The Return of The Orange Menace

The orange menace returns to his city of Geld in triumph. He is the anointed one. From atop his fortress he scans the southern coast.
– “My city,” he says. “The everperning gyre, of depravity and appetite unbound, subjugated to my warrior will.”

Holt, the manservant, floats into his vision bearing a gilt tureen on a Persian hammered tray.
– “Ah!” says the orange menace, pleasantly dispossessed of his reverie. Holt removes the tureen lid and the orange menace receives the appointed Diet Coke. The manservant has encrusted and filigreed the cans to protocol. The muted crush of tin pops and clicks like the hooves of a gingered mare on cobblestone. The orange menace closes his eyes as he chews. He smiles.
– “An explosion of juice,” he says. He is happiest when something is about to explode, or has exploded, or is exploding.

Holt brings him the day’s papers. The glorious name leaps from every tabloid:

PRESIDENT-ELECT CRUSHER APPEARS TO SOFTEN: MAY NOT MAKE BACON OF EVERY UNDESIRABLE AFTER ALL!

Detractors fill the streets to denounce the victorious orange menace, but Mr. Crusher is indifferent. He can not hear their insolent yapping a full 665 floors below. He retires to the marbled Apollonian anteroom, reposing in a Louis XIV chaise before an enfilade of Corinthian columns. On the carved mahogany-and-gold table, next to the gilded candelabra and below the crystal chandelier, there is a photograph of his father, Viro Crusher. The orange menace comes here often to consult the Patriarch.

– “I’ve done it, Father,” says the orange menace.
– “Yes,” says Viro. “You’re the greatest of the great.”
– “I have a Tremendous Empire. I mean, it’s the Best. I Win. I’m the Winner.” He is nodding.
– “Yes,” says the Patriarch. “You have won. You are the winner.”
– “I Win,” says the orange menace. “I am the Winner. I am the Best.” More nods.
– “Right,” says the Patriarch.
– “No one has More Gold in their Home than I Have,” says the orange menace. “Tremendous Amount of Gold. The Best Gold. Twenty-Four Karat Gold.”
– “M-hm,” says Viro. “That’s a good gold.”
– “The Best Gold,” says Mr. Crusher. “I Win.”
– “Right,” says the Patriarch.

This type of soul searching would do Mr. Crusher a world of good, were his existence not unmolested by the rumbling of a soul.

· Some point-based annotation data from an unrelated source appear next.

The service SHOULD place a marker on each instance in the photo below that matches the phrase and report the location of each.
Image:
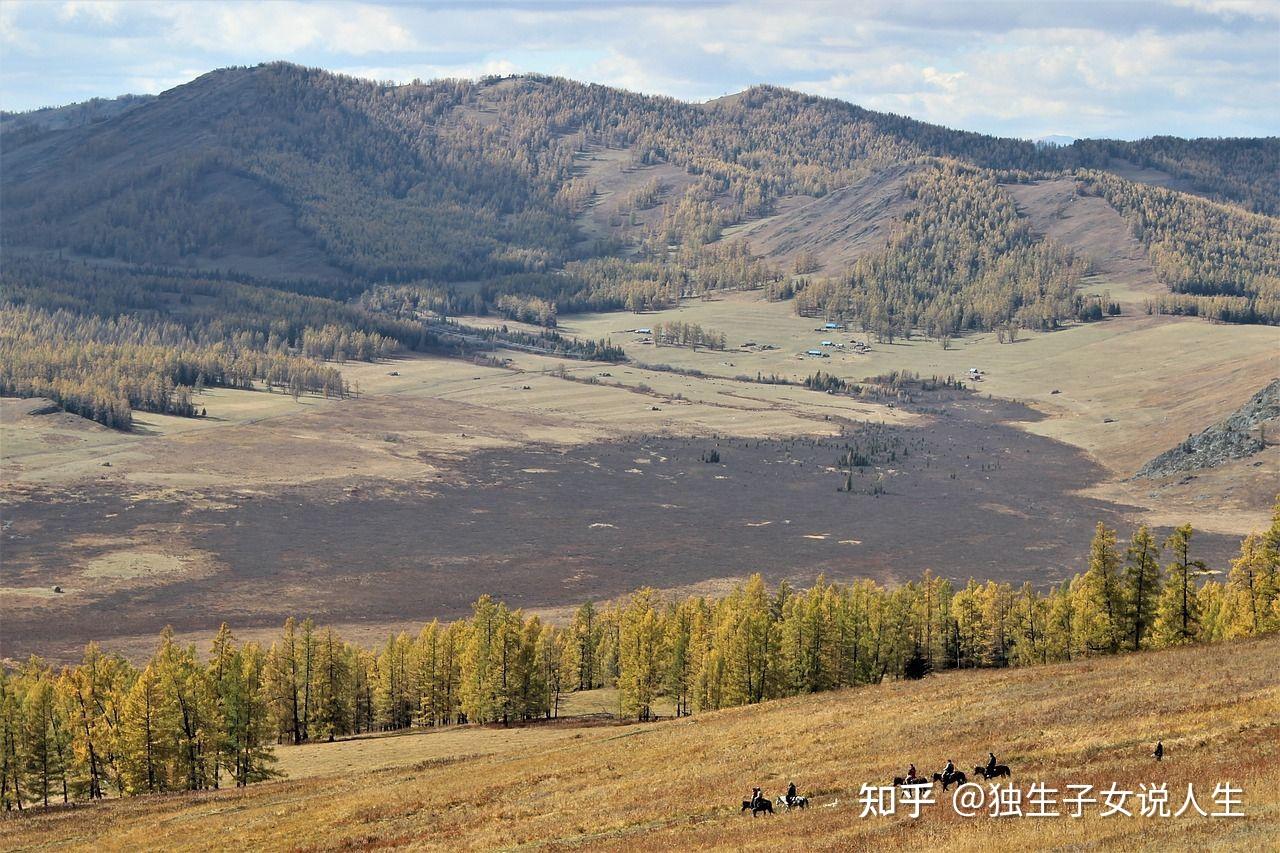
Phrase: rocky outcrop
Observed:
(1239, 436)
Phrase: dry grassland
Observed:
(676, 785)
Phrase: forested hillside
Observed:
(181, 723)
(259, 219)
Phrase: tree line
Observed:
(179, 723)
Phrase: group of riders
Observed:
(949, 775)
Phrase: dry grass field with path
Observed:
(677, 784)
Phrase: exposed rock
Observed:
(1237, 437)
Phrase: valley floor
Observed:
(548, 482)
(677, 784)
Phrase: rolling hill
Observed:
(583, 785)
(283, 172)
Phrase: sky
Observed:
(1098, 68)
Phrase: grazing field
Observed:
(549, 527)
(552, 482)
(677, 784)
(1123, 389)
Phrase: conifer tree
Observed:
(1142, 582)
(1178, 615)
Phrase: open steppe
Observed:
(553, 482)
(576, 784)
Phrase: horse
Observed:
(796, 802)
(995, 772)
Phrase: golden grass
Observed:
(1129, 388)
(676, 785)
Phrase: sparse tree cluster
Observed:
(677, 333)
(108, 728)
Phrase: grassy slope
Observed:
(675, 784)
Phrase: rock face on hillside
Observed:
(1237, 437)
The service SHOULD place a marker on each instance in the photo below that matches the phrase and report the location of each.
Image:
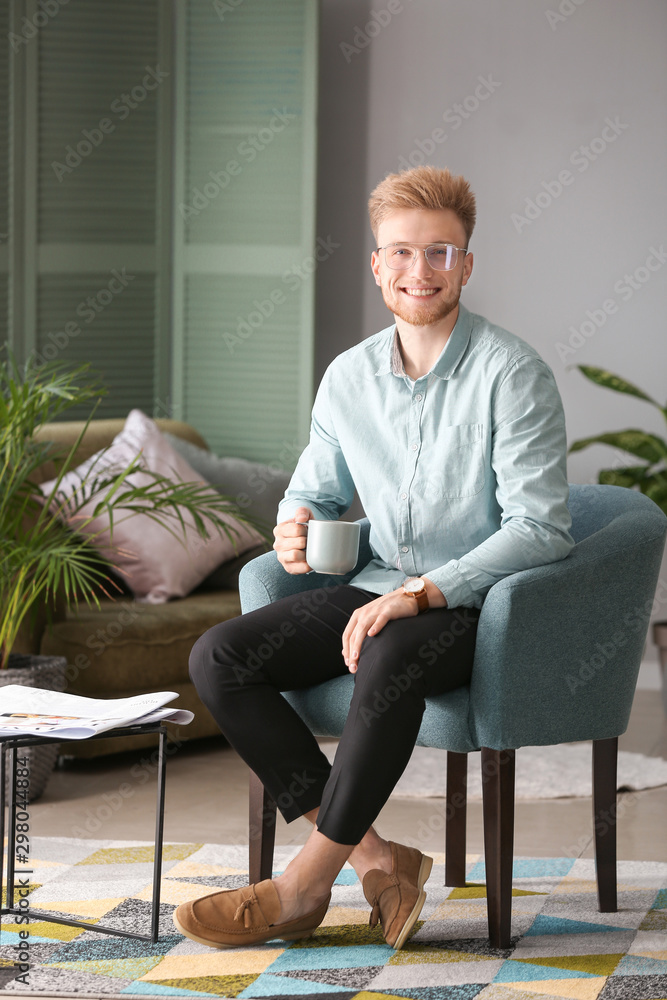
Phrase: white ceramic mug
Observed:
(333, 546)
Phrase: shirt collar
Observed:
(448, 361)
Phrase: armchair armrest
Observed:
(263, 580)
(559, 646)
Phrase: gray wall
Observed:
(554, 82)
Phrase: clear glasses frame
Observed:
(433, 253)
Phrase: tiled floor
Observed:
(206, 801)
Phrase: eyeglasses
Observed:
(439, 256)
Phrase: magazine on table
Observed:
(28, 711)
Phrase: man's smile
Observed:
(420, 292)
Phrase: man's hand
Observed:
(290, 542)
(372, 618)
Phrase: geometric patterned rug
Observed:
(562, 947)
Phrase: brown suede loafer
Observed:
(397, 898)
(234, 918)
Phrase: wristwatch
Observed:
(416, 588)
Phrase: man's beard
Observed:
(423, 313)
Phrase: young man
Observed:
(452, 431)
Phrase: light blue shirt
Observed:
(461, 472)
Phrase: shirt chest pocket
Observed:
(455, 466)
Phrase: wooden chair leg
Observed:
(498, 808)
(455, 829)
(261, 831)
(605, 759)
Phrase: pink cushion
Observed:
(154, 563)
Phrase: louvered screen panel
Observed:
(91, 54)
(248, 203)
(5, 51)
(241, 387)
(117, 341)
(99, 215)
(246, 79)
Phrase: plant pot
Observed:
(660, 639)
(42, 672)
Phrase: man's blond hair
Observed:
(423, 187)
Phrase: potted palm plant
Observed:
(42, 561)
(649, 475)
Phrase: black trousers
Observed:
(240, 667)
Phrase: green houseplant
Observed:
(650, 476)
(43, 561)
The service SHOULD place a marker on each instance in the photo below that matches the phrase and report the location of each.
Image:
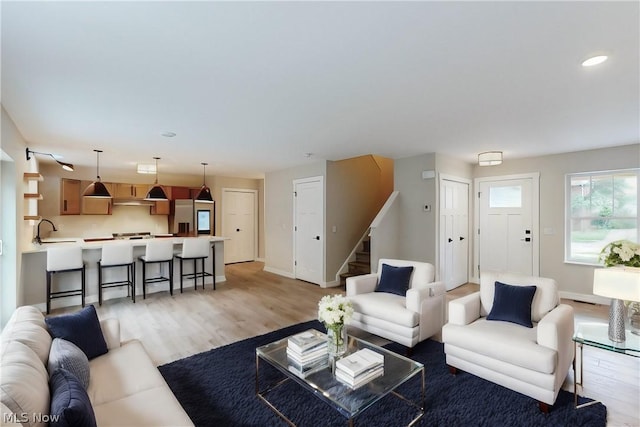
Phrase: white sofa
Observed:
(405, 320)
(532, 361)
(125, 387)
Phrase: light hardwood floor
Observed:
(253, 302)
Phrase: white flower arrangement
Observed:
(621, 252)
(334, 310)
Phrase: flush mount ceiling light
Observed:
(204, 195)
(156, 192)
(97, 189)
(146, 169)
(594, 60)
(65, 166)
(490, 158)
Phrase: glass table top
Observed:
(597, 335)
(346, 400)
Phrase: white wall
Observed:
(16, 235)
(417, 231)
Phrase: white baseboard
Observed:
(589, 298)
(279, 272)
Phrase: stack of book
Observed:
(307, 352)
(360, 367)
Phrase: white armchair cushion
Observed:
(464, 310)
(503, 341)
(405, 319)
(385, 306)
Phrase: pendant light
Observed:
(204, 195)
(65, 166)
(156, 192)
(97, 189)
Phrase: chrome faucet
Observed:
(37, 239)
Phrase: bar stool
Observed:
(194, 248)
(64, 259)
(158, 251)
(117, 255)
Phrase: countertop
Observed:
(92, 243)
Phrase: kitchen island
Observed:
(34, 265)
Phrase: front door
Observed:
(454, 232)
(309, 229)
(239, 225)
(508, 225)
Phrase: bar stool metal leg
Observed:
(84, 284)
(49, 273)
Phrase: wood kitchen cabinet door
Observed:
(70, 196)
(162, 207)
(96, 206)
(130, 191)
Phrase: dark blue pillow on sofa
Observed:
(81, 328)
(394, 280)
(70, 404)
(512, 304)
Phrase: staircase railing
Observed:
(384, 232)
(383, 236)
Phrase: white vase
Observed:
(337, 340)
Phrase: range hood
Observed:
(130, 202)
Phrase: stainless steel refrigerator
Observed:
(192, 217)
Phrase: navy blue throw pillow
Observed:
(512, 304)
(394, 280)
(70, 404)
(81, 328)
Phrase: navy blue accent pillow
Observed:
(394, 280)
(81, 328)
(512, 304)
(70, 405)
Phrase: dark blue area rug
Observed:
(217, 388)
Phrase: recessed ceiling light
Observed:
(146, 168)
(594, 60)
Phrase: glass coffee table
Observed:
(597, 335)
(349, 402)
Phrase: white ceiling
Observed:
(251, 87)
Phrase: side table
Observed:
(597, 335)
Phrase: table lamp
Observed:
(620, 284)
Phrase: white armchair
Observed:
(532, 361)
(406, 320)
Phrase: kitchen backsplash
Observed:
(124, 219)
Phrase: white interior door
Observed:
(454, 233)
(239, 225)
(309, 229)
(508, 226)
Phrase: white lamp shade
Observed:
(617, 282)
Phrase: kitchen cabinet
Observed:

– “Father,” says the orange menace. “There is hardly any gold in the White House.”
– “My son,” says Viro. “There is more to this life than gold.”
– “I understand,” says Mr. Crusher. “There is marble. There is crystal. There is winning, being the best, and there is big league. There is crushing everyone who gets in your way to winning at being the best.”
– “Is this what you have learned from me?” says the Patriarch.
– “What I have learned is that you are a great Father,” says the orange menace. “I am your Son, the best Son. Tremendous Son. You did a Great Job.”

This talk of men among men is the lead in Mr Crusher’s pencil. A pity there is no one here to applaud and admire him. It’s been minutes since he’s received the obsequious deference of an underling. Hours since he’s autographed something with a golden Sharpie. Days since he’s addressed a rally. In every face he sees himself, with every bending of every knee he is taller. These lapses of ordinary servility simply won’t do. Someone needs to notice that he is their better, indeed the best, and quick. But no sooner has this realization come upon him than the answer arrives. He searches his pockets and finds the Louis XIV gold-encrusted smartphone. He types.

– “Everyone look at me I am the best.” He presses Tweet.

Likes mount by tens, and then thousands, then tens of thousands. He attracts 1,000 new followers every two and-a-half minutes. Fifteen seconds pass and the Geld Times headline appears: PRESIDENT-ELECT—‘EVERYONE LOOK AT ME I AM THE BEST.’ The blood of relief replenishes his veins. He will be whole for an hour now, maybe more.

Soon all the papers are parsing the message for deeper significance. Within an hour the Stock Market has lost a record number of points. A trillion dollars evaporate in an instant. A leading columnist takes to the Internet to inform the world: “When he says ‘I am the best,’ the President-elect is signalling his administration’s turn to pragmatism.” Within two hours, the Stock Market has rebounded to a record high. Others wonder if the Russians aren’t somehow involved. The networks crackle with nervous energy. The world reacts.

The inspired Patriot denounces the cuck, the woke excoriate the Manosphere, the slightly-left piles upon the slightly-more-left. Everyone who has not yet done so is choosing a tribe. Hurry up please, it is time. Hurry up, please, and choose a tribe. The time has come for battle.